Vous évoquez parfois la joie que vous ressentez lorsqu’une personne qui porte votre marque vous reconnaît dans la rue et vous adresse quelques mots ou un sourire complice…
Il s’agit à chaque fois d’une reconnaissance mutuelle. Je reconnais mon client, et, à travers le regard que nous échangeons, passe beaucoup de tendresse, d’amour et de bienveillance. La mode entre dans l’intimité des gens, dans leur quotidien, dans leur histoire. C’est ce que nous avons essayé de faire avec ce dernier défilé. J’ai de nouveau interrogé mes amis sur leurs besoins en matière de vêtements, sur ce qui leur faisait envie. Nous avons retravaillé des pièces qui sont aujourd’hui ancrées dans notre vestiaire, car ce sont des vêtements qui doivent rester pour toujours. Il ne s’agit pas de faire de la mode, mais d’être dans l’intimité, le confort, la proximité, la qualité et la confidence.

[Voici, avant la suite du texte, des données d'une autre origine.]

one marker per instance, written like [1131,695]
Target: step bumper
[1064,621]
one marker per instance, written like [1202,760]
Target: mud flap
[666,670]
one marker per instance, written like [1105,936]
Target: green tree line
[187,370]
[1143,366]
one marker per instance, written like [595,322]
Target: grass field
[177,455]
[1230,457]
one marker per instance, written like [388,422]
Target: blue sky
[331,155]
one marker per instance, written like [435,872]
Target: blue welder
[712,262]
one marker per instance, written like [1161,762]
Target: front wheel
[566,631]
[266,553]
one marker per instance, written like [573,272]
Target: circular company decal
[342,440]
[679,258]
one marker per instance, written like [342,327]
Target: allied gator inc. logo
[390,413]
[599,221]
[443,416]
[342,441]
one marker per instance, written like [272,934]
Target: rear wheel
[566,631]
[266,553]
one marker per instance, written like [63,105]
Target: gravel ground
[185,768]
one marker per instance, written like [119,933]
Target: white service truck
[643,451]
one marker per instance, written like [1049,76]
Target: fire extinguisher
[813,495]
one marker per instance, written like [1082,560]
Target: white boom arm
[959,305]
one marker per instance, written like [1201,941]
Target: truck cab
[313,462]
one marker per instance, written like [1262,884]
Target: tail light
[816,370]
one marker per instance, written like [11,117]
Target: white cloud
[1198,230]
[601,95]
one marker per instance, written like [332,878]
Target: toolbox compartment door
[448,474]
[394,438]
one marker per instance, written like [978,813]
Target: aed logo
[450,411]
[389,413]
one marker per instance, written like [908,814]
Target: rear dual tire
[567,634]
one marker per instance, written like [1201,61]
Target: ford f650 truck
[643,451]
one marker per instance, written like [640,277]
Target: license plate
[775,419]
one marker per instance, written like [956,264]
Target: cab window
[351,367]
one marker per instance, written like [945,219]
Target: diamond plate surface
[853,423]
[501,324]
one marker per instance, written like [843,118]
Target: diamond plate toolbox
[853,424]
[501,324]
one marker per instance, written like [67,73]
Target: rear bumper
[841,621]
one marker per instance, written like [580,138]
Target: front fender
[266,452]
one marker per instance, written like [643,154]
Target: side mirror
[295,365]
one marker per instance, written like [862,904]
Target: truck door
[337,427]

Votre nouveau départ, votre retour à l’essentiel, a-t-il été bien reçu par vos clients ?
Les réactions ont été très positives. Le défilé était lui-même épuré, avec un casting auquel a participé Charlotte Rampling, que j’adore. Il s’est conclu par une performance du chanteur Moses Sumney. Il en émanait beaucoup d’amour. Le défilé se tenait à l’Opéra de Paris, un endroit qui me fait rêver, car je dansais étant enfant. J’ai senti que tout était très juste.
De nombreuses célébrités accompagnent la marque, et toutes semblent être vos amies…
Effectivement, j’essaie de construire des relations sincères avec les personnalités qui nous suivent. Cela a été le cas avec Christine and the Queens, et aujourd’hui avec Isabelle Adjani, Xavier Dolan, Audrey Tautou. Nous nous croisons, nous dînons ensemble, nous nous envoyons des messages.
Vous avez coproduit plusieurs films, cette activité est-elle une sorte d’extension naturelle de votre amitié avec des personnalités du cinéma ?
Il est vrai que j’ai une affinité très naturelle avec les acteurs et les réalisateurs. Je regarde beaucoup de films, j’adore l’idée de la narration, de la pellicule, l’émotion du cinéma, le fait que cet art permette de s’inscrire dans l’éternité, contrairement à la mode. Je me suis donc retrouvé presque naturellement à coproduire des films, notamment le court-métrage réalisé par Yann Demange, Dammi [dont la bande-annonce a été présentée à Cannes en 2022, le film mettant en scène Isabelle Adjani, Riz Ahmed et Souheila Yacoub]. Il faut dire que pour moi, dès sa création, AMI était presque un prétexte pour pouvoir raconter des histoires.
“Je reconnais mon client : à travers le regard que nous échangeons, passe beaucoup de tendresse, d’amour et de bienveillance.”
Lancée en 2018, la ligne femme d’AMI a-t-elle une vraie place aujourd’hui au cœur de votre univers ?
Oui, enfin. J’ai mis du temps à la trouver. J’ai dû chercher qui était la femme AMI. Au début, elle était très masculine, elle portait des vêtements d’homme. J’ai voulu la rendre très féminine, de façon un peu maladroite probablement, mais avec beaucoup de sincérité. Pour le défilé présenté en janvier, je suis reparti de zéro : la femme AMI doit ressembler à l’homme AMI, elle porte les mêmes vestes, les mêmes pantalons, elle aime emprunter des pièces au vestiaire masculin.
Après ce prélude, quelle est la prochaine étape pour vous ?
Dans la scène 1 de l’acte I, je poursuis mon histoire, dans la continuité mais avec de petits changements. Je veux prendre un peu plus de temps pour réfléchir, pour créer, pour vivre également. J’ai la grande chance d’être bien entouré. Quand j’ai pris la décision de procéder à un “reset”, toute mon équipe m’a suivi : mon directeur général a accepté sans broncher mon idée de mettre moins en avant l’AMI de cœur [le logo alliant l’initiale A et un cœur rouges], même s’il a connu un succès fou. Aujourd’hui, on me conseille de créer une ligne pour enfants, car les petits garçons et les petites filles empruntent leurs vêtements AMI à leurs aînés. Mais le propos central de la marque est vraiment de proposer le bon pantalon, la bonne veste. J’ai 43 ans aujourd’hui. C’est formidable et j’ai encore beaucoup de choses à dire.